Some requirements we are hoping to achieve:
1. A single point of entry to write to HBase. Means only one component needs maintenance/updating when versions need to be updated. Also provides other benefits (easier authorization to write data, audits etc.)
2. Separating data into 2 streams:
a. Raw data that needs be simply archived in HBase, no processing required on the data
b. Data that needs to go through some form of processing. We will be using Spark for a lot of this. The processed data would then be stored to HBase by the same archival solution.
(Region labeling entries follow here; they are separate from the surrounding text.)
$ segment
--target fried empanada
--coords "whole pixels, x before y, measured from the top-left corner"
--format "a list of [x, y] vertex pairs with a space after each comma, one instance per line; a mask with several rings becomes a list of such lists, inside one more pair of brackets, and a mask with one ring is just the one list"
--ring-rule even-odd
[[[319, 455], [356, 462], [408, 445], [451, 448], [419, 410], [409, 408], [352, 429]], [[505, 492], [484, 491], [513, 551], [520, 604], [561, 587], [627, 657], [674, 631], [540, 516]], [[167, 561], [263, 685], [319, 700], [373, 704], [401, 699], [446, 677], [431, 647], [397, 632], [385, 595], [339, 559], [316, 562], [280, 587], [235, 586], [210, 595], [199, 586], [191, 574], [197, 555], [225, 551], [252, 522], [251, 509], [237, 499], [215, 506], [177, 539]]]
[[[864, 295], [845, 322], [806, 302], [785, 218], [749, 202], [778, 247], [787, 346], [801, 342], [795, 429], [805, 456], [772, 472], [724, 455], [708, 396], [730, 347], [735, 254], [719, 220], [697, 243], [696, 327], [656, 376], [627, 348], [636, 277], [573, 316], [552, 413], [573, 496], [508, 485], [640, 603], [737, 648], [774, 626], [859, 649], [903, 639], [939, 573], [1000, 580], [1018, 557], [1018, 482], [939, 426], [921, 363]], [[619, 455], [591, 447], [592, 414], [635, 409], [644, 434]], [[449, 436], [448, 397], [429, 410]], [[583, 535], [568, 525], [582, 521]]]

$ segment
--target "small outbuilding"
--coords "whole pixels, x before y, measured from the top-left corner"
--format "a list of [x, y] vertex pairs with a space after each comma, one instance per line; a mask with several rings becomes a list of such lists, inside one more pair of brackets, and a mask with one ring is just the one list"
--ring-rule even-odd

I have looked into using NiFi, but I would prefer to use NiFi simply as our data ingestion/routing/model transformation tool, and keep writing data separate to another tool. NiFi could become unmanageable, as we added more and more tables and process groups. Spark might do it but it just seems overkill.
Any other guidance?
Current implementation of HBaseBolt requires table name to handle delegation token, hence we may not want to modify storm-hbase to have flexibility of table.
If you don't use security, it should be straightforward to implement your own based on current HBaseBolt. Both HBaseBolt and AbstractHBaseBolt require table name as well as mapper which doesn't handle table name, so you may want to just copy and modify the code a bit to remove requirement of table name and let mapper also handles table name as well as initializing HBaseClient instance per table name.
If you plan to deal with lots of table, you may also want to ensure that there're only couple of HBaseClient retained at once. Actually this may be the signal you would want to play with HBase API and implement custom Bolt.
I do need security, we have Kerberos implemented for HBase. Are you saying using the HBase Rest API if we need a lot of tables?
I didn't mean you need to use REST API. As well as storm-hbase dealing with kerberos authentication, custom implementation can deal with it. I just meant that it may not a good thing to generalize in storm-hbase, so you may need to implement custom one based on copying the code and modify.